Hipertensi berat harus didefinisikan sebagai tekanan sistolik> 160 mmHg atau tekanan
darah diastolik> 110 mmHg. Untuk hipertensi berat, pengukuran ulang harus dilakukan tidak
lebih dari 15 menit kemudian.
4. Pengukuran Proteinuria
Semua wanita hamil harus dicek untuk proteinuria. Tes dipstik urin dapat digunakan
untuk skrining proteinuria saat kecurigaan preeklamsia rendah.

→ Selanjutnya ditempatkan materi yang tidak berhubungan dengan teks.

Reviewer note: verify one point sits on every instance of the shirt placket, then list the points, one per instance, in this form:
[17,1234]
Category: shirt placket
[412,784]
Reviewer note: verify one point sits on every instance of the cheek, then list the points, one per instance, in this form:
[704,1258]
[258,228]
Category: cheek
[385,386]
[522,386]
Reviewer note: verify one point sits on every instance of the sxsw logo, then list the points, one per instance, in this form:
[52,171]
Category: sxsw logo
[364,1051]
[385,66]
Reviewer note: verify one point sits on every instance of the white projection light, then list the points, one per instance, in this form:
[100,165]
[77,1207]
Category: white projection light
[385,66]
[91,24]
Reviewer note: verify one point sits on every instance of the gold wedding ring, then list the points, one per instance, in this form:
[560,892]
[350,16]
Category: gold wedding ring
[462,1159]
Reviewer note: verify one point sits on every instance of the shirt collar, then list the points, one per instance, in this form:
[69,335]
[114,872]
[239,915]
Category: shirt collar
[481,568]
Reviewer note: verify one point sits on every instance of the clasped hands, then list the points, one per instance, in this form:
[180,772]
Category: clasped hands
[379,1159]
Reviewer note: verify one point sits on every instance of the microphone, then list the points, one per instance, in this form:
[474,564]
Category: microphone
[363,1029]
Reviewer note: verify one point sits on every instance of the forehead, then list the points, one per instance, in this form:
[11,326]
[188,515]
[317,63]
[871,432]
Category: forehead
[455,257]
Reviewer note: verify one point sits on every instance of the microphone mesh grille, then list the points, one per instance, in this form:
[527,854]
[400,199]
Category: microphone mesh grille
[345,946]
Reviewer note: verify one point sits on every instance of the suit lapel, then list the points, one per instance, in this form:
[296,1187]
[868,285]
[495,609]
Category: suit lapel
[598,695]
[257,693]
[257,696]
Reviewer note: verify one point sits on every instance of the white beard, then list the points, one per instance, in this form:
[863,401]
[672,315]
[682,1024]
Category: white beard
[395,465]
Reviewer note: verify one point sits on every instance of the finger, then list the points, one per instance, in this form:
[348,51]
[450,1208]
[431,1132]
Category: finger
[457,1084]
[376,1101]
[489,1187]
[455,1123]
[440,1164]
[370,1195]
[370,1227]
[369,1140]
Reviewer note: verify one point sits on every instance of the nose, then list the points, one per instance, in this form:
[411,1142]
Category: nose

Perkiraan kesetaraan adalah:
 1+ = 0,3 g / l
 2+ = 1 g / l
 3+ = 3 g / l
Ada banyak kesalahan pengamat dengan penilaian dipstick visual. Hal ini dapat diatasi
dengan penggunaan pembaca dipstick otomatis, yang secara signifikan memperbaiki tingkat
positif dan negatif palsu. Dengan adanya hipertensi, pembacaan +1 atau lebih harus segera
dilakukan evaluasi lebih lanjut.
5. Diagnosis Proteinuria yang Signifikan Secara Klinis
Batas atas ekskresi protein urin 24 jam normal adalah 0,3 g dan didasarkan pada 95%
untuk protein kemih pada kehamilan. Namun, ada banyak variasi antara tes laboratorium untuk
kuantifikasi proteinuria. Ini, dikombinasikan dengan kesalahan yang tidak diketahui dan
penundaan yang terkait dengan perolehan observasi 24 jam berarti tes yang lebih baru memiliki
keuntungan potensial. Rasio kreatinin protein yang meningkat lebih besar dari 30 mg / mmol
berkorelasi dengan ekskresi urin 24 jam lebih besar dari 300mg dan harus digunakan untuk
memeriksa proteinuria yang signifikan.